Given that Starmer’s “Make Brexit Work” mantra revolves around not making the 2024 general election about Brexit, once that event has come and gone, most of its usefulness will have evaporated. I think Starmer really will try and make Brexit work in some way, shape or form, but like everyone else who has tried this, he will soon discover it is impossible. The polls will turn even more sharply towards rejoin after both the Conservatives and Labour have tried Brexit and failed spectacularly at it. Saying, “Brexit is still a good idea, it’s just been done wrong” will start to sound more and more hollow to more and more British voters. I don’t know where it all goes from there but I do know this: it will be bad for Brexit.
Thank you for reading, particularly long time readers who have been with me all year long. It’s been an interesting 2023 and I’ve enjoyed writing about it. Thank you in particular to all my paid subscribers as well - you’ve been more help than you know this year. And I’ll be back in 2024 with, as ever, the worst of Brexit.
I can see a third reaction to the incoming ETIAS procedures: selling that as a Brexit bonus.
Yes, that sounds counter intuitive at first, however, we need to remember that the UK electorate also celebrated the Schengen opt-out as something positive.
The new checks are just a more thorough version of those, essentially a strengthened opt-out.
Given that a good portion of British apparently values the formalities when leaving and re-entering the country, isn't it likely that they will also value a more sophisticated version?

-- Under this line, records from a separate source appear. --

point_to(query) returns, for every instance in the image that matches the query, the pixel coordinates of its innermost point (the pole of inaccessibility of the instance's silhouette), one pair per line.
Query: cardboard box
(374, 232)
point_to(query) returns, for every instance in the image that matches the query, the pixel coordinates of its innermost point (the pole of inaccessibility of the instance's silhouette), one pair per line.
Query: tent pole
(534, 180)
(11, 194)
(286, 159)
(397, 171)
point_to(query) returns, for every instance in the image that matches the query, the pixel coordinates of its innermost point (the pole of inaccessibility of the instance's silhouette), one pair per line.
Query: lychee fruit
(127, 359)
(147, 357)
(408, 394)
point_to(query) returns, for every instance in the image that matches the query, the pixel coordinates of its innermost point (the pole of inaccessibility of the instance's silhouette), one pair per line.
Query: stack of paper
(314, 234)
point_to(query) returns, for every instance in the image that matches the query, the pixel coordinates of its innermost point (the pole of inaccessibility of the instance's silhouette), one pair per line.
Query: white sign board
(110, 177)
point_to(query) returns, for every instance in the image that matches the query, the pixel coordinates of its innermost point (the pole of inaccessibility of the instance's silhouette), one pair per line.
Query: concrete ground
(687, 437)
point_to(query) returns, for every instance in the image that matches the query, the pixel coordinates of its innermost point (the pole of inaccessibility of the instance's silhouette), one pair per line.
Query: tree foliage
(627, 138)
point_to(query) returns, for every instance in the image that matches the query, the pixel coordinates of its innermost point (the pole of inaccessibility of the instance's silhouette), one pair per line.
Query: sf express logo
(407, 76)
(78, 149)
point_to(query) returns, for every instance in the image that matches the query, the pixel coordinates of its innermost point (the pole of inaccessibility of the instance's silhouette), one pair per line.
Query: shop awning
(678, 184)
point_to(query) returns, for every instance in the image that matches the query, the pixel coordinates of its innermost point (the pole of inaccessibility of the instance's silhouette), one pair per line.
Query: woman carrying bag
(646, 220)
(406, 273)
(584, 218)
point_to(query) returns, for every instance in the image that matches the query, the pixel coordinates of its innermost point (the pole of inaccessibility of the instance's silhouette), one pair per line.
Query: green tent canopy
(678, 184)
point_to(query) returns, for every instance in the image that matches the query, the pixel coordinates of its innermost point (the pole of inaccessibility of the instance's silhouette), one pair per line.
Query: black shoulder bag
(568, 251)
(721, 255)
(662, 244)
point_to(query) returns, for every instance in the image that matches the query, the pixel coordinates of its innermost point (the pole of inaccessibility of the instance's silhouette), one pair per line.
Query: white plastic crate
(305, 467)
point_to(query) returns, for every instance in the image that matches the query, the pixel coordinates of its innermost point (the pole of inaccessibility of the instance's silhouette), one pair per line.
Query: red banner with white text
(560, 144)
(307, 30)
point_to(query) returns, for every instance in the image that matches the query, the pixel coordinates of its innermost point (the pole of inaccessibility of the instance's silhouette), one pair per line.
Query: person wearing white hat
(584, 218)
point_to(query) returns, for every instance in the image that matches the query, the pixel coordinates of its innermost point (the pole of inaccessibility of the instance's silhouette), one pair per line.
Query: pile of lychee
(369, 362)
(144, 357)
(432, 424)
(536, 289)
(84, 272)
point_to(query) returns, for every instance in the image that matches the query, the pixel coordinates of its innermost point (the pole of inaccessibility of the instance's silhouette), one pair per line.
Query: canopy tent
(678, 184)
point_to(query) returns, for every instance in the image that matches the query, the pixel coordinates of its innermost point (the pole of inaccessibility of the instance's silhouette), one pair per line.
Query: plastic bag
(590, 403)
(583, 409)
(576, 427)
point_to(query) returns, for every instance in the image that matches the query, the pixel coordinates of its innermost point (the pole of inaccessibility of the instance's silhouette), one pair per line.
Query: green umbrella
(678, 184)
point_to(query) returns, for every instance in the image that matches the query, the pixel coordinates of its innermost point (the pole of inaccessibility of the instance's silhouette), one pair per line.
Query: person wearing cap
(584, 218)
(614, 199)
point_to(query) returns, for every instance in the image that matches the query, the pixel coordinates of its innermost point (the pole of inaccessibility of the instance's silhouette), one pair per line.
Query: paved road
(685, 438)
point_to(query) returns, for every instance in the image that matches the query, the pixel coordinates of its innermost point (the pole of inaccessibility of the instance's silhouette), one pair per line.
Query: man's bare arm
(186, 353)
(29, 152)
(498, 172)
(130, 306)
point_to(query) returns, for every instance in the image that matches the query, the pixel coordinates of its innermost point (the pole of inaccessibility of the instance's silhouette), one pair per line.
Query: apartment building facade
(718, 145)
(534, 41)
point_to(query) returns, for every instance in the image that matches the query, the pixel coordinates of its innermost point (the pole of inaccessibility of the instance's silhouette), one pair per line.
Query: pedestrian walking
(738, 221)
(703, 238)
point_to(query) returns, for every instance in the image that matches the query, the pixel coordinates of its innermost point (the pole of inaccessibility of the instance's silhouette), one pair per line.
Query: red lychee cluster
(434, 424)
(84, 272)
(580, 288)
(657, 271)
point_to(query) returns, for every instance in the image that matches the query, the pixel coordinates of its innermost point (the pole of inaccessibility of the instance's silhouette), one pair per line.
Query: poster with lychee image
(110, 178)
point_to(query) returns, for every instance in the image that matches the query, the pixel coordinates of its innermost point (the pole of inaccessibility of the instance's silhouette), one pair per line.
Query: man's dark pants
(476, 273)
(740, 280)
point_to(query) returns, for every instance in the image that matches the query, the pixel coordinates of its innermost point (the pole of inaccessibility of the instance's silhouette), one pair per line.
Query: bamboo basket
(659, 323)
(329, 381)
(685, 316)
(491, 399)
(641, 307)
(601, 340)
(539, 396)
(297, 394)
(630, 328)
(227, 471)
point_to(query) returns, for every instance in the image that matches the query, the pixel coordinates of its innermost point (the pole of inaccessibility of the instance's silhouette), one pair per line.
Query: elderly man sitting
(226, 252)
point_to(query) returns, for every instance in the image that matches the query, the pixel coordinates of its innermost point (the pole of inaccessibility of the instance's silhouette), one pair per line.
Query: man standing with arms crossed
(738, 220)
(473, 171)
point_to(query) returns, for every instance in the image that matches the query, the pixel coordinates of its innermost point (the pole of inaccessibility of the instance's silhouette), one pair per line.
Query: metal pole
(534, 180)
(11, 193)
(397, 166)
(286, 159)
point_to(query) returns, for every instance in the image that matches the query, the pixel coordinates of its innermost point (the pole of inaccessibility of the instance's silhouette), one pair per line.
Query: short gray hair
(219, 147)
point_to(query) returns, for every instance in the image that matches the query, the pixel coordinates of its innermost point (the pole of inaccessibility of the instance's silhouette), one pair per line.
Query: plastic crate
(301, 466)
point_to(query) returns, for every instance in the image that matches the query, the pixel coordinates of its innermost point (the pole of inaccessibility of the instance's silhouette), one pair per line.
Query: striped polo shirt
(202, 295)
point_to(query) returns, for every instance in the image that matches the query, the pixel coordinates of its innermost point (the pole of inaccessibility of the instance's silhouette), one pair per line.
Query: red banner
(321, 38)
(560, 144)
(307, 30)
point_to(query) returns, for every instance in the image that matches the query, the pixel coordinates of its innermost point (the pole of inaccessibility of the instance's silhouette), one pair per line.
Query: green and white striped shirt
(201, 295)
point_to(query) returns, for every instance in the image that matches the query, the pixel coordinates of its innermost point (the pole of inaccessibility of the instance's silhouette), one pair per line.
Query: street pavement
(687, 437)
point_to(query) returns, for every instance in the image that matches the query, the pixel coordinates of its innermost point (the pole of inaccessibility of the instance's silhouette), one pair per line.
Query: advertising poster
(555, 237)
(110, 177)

As a small niche manufacturer of electronic devices who also manufactures in EU country Poland, importing and exporting around the world, I am absolutely dreading this new regime of customs checks, percentage origin content to be assessed and duty tariffs coming in. This is not free trade. That is an important point because Johnson sold this as a Free Trade Agreement with the EU. It is far worse than our trade with countries where we do not have free trade agreements, such as USA.
If these restrictions to trade and travel come in after the General Election, the popular right wing press will attempt to pin it on Labour as well as "EU are punishing is for leaving". The measures do not apply to just the UK, but all non EU/EEA & EFTA countries where there are no alternative agreements. In 2018, before we left the EU, I went through German customs with a Mexican national. I went straight through, but she was held up for 20-25 minutes and that was not at an especially busy time, such as school holiday peaks in August. I dread the thought of the queues, especially as austerity and staff shortages only ever seem to get worse.

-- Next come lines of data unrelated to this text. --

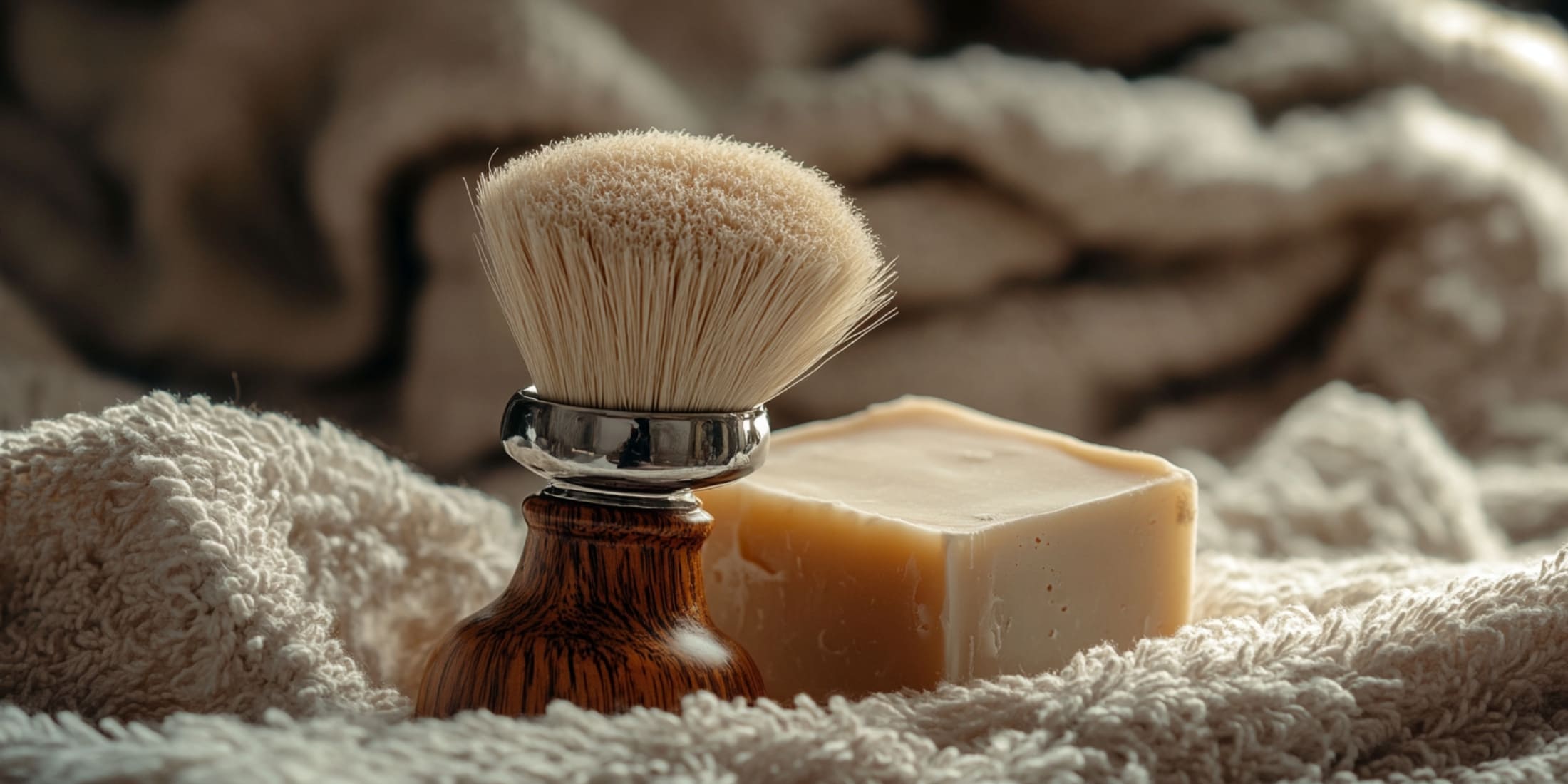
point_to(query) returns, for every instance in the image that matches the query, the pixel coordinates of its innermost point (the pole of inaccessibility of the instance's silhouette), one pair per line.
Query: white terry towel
(201, 593)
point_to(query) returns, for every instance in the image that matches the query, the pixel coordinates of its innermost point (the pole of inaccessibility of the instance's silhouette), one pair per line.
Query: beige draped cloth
(1178, 226)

Starmer has said no to the Single Market and Customs Union, yet at the time of the stupid vote, the Leave campaigners said "nobody is suggesting we leave the Single market....it would be mad...etc". Starmer has an admirable Industrial & Green strategy, with Labour and LibDem economic & green policy closer than I can ever remember them, perhaps quietly judged to encourage anti Tory tactical voting. But if we go with these trade and travel restrictions, the economy is going to remain moribund and the extra growth needed to pay for public services is not going to arrive, at least not remotely sufficiently. Starmer is going to have to find reasons to back peddle on joining the SM & CU or something similar, or his administration will be seen as a failure on the main issue and the public will lose interest in having a change of government from our corrupt and incompetent right wing default party. Voters will stay at home or drift back and the momentous chance to transform Britain would be lost.